Emilio Lozoya served as director of the state-run oil company Petroleos Mexicanos under former president Enrique Peña Nieto, who governed from 2012 to 2018.
Lozoya offered testimony about bribery and corruption involving opposition legislators and former administration officials, and also acknowledged that he himself received bribes.
But a judge ruled Wednesday that Lozoya’s accusations have not done enough to help prosecutors, and that he represents a flight risk, and so should be held in jail while his legal process continues. He faces charges of corruption and money laundering, among others.
Lozoya had previously stayed out of jail because he was considered a cooperating witness. Lozoya's lawyers have also asked for seemingly endless extensions of his legal case.
The case has proved an embarrassment to President Andrés Manuel López Obrador, who has made rooting out corruption the main theme of his presidency. Prosecutors have not yet managed to jail any of the top figures implicated in a big corruption case at the state-run oil company that almost bankrupted the firm.
In October, Lozoya was photographed dining out carefree at a luxury restaurant in Mexico City, drawing criticism.

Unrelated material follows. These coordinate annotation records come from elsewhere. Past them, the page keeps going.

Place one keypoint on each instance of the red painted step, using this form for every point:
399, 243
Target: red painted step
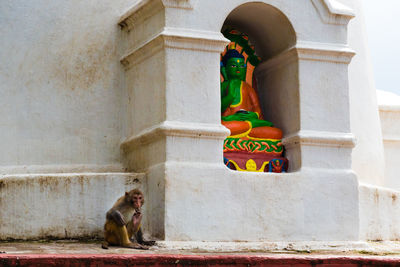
113, 260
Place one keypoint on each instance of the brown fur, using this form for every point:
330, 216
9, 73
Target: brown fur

“I believe it is legal, but is immoral that these things happen. It is imprudent, at the very least,” López Obrador said in October. “That is why there is so much indignation at him eating at a luxury restaurant. Even though he can legally do so, he is a witness to acts of corruption that damaged Mexico a lot.”
Lozoya fled to Spain, was arrested there and extradited back to Mexico in 2020.

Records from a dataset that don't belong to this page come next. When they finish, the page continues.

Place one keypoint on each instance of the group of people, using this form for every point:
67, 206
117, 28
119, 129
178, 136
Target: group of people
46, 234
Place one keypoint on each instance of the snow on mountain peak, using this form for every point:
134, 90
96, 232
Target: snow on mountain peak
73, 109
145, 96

Once back in Mexico, Lozoya alleged that Peña Nieto and his right-hand man, then treasury secretary Luis Videgaray, directed him to bribe lawmakers, including five senators, to support controversial energy and other structural reforms in 2013 and 2014.
Lozoya also faces corruption charges related to Pemex’s overvalued purchase of a fertilizer plant and to millions in dollars of bribes paid by Brazilian construction firm Odebrecht. He has said Peña Nieto and Videgaray told him to use $4 million from Odebrecht to pay foreign campaign consultants for work on Peña Nieto’s 2012 election campaign.
Videgaray has denied the accusations. Peña Nieto, who left office in 2018 and is reported to live abroad, hasn’t spoken publicly since the allegations surfaced. Neither man faces any charges.
And the businessman accused of bilking the government on the fertilizer plant deal quickly repaid some of the money and was released.
So the only people prosecutors have really gone after in the case are the opposition politicians who allegedly received the bribes, and that has raised suspicions in a country where the law has long been used only to punish political enemies.